Any electricity generation up to the level of site demand effectively offsets the full retail electricity price at that metering point. Any exported electricity generation would ordinarily be fed back into the electricity grid, obtaining roughly the wholesale energy price. However, through the VNM arrangement with Origin/Cogent, the exported generation is able to offset its electricity consumption at Investa’s Deutsche Bank Place Building… in the Sydney CBD. The value obtained for this arrangement is the full retail rate less the network… charges.

A more complex type is ‘third party’ VNM, which will occur in the Dandenong Precinct Energy Project. It plans

…a central 2 4MWe central trigeneration plant, connected to a district hot water reticulation network and Energy Transfer Stations within each precinct building to supply heating, or cooling using absorption chillers. Heating, cooling and locally generated electricity will be sold to precinct customers.

As per the Coca Cola Building example, this arrangement uses the public grid to transfer electricity, and incurs full pass through of network charges to purchasing customers. The major difference is that in this VNM example, the generator is able to offset electrical demand of multiple customers within the precinct.

If community groups could get similar deals, it would open up a vast array of possibilities and greatly increase their financial viability. They could, for instance, negotiate leases on derelict land to install PV arrays of 100 kW or more and distribute the value of the exported energy among shareholders.

Companies specialising in developing co- or tri-generation projects could sell them on the basis that the energy generated could be sold to customers in a range of locations.

As in California, people with no capacity to generate their own renewable energy – public and private housing tenants, for instance – could own shares in renewable energy projects that would help to reduce their bills, assuming the exported energy could be credited against their household consumption.

Landlords could install PV systems on the roofs of shopping centres of apartment buildings and sell the exported energy to tenants for less than they would be paying in the retail market.

Local councils could use the energy generated at one of their facilities to offset consumption at another facility.

There are three things standing in the way of this becoming a reality. One, although there is nothing in the NER to prevent VNM, there is no specific process for it either, so any retailer and/or network business could drag their feet in responding to a request to institute VNM.

The second issue is wheeling charges. Usually consumers pay the full distribution charge for the use of the network, whether they are exporting energy next door or across the region. Wheeling charges amount to a way of recognising that energy travelling shorter distances through the network typically costs the network business less in infrastructure and maintenance. (This is different to the issue of line losses – the value of the energy lost in travelling long distances.)

There is currently no methodology for calculating wheeling charges in the NEM. Hopefully the network businesses will see that it is in their interest to either develop a relatively straightforward methodology, or to negotiate in good faith.

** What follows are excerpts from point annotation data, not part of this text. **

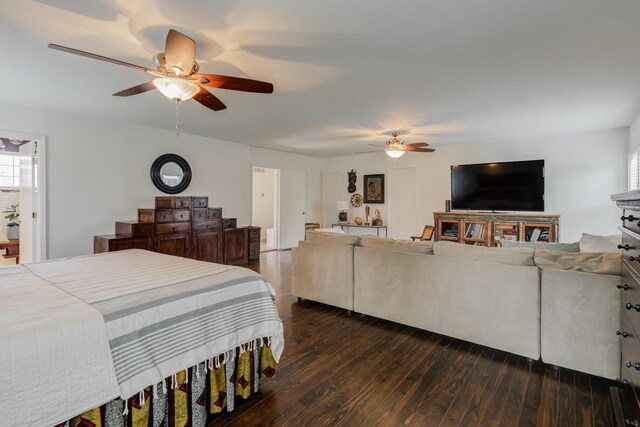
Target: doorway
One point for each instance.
(22, 188)
(264, 192)
(278, 207)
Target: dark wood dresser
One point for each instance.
(182, 226)
(626, 396)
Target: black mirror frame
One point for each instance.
(157, 179)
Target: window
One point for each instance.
(9, 171)
(632, 170)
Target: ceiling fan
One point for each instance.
(176, 74)
(396, 147)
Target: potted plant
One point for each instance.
(13, 226)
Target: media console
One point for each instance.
(486, 229)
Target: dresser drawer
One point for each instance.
(172, 227)
(181, 215)
(229, 223)
(164, 215)
(173, 202)
(630, 295)
(146, 215)
(213, 225)
(199, 202)
(215, 213)
(199, 215)
(134, 228)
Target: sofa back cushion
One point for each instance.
(565, 247)
(513, 256)
(389, 244)
(333, 238)
(599, 244)
(603, 263)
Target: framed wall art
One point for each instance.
(374, 188)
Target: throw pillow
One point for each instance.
(599, 244)
(514, 256)
(334, 238)
(390, 244)
(565, 247)
(602, 263)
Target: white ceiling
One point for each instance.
(346, 73)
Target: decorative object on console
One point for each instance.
(374, 188)
(352, 181)
(13, 226)
(377, 219)
(170, 174)
(356, 200)
(343, 206)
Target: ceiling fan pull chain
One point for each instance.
(177, 118)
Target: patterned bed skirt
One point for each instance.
(188, 397)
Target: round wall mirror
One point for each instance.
(170, 174)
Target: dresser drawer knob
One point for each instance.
(630, 306)
(635, 365)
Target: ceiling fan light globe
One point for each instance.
(176, 88)
(394, 154)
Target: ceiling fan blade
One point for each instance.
(179, 52)
(135, 90)
(100, 57)
(421, 150)
(233, 83)
(209, 100)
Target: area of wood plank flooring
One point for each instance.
(339, 370)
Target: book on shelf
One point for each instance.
(535, 235)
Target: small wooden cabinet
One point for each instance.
(254, 243)
(487, 229)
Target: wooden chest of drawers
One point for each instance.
(626, 396)
(187, 227)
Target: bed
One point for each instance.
(131, 336)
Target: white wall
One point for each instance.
(98, 172)
(582, 171)
(263, 199)
(634, 134)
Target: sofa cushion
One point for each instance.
(599, 244)
(329, 230)
(333, 238)
(513, 256)
(603, 263)
(387, 243)
(565, 247)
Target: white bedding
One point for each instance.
(90, 329)
(55, 360)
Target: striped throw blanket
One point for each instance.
(163, 313)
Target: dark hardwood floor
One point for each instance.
(341, 370)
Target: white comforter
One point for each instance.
(55, 360)
(78, 332)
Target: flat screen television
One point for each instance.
(505, 186)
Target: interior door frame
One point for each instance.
(39, 200)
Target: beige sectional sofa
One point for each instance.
(498, 297)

The longer-term alternative is that co- and trigeneration proponents and community groups will try to do more behind the meter or on private networks, cutting existing network businesses out of the picture altogether.

The third hurdle is retailers, who will need to develop software systems to calculate the net surplus or deficit of energy at the point of consumption after the exported energy from the host site is taken into account. Here too, there is a market niche for clever retailers to tap into early, offering competitive rates and terms for VNM customers.

TEC and ISF will hold a workshop in Sydney on July 30 with representatives from industry, network businesses and community renewable energy sector to thrash out whether VNM could become a reality in the NEM through informal negotiations with networks and retailers, or whether – more likely – we need to go down the long and winding road of a rule change request to the AEMC.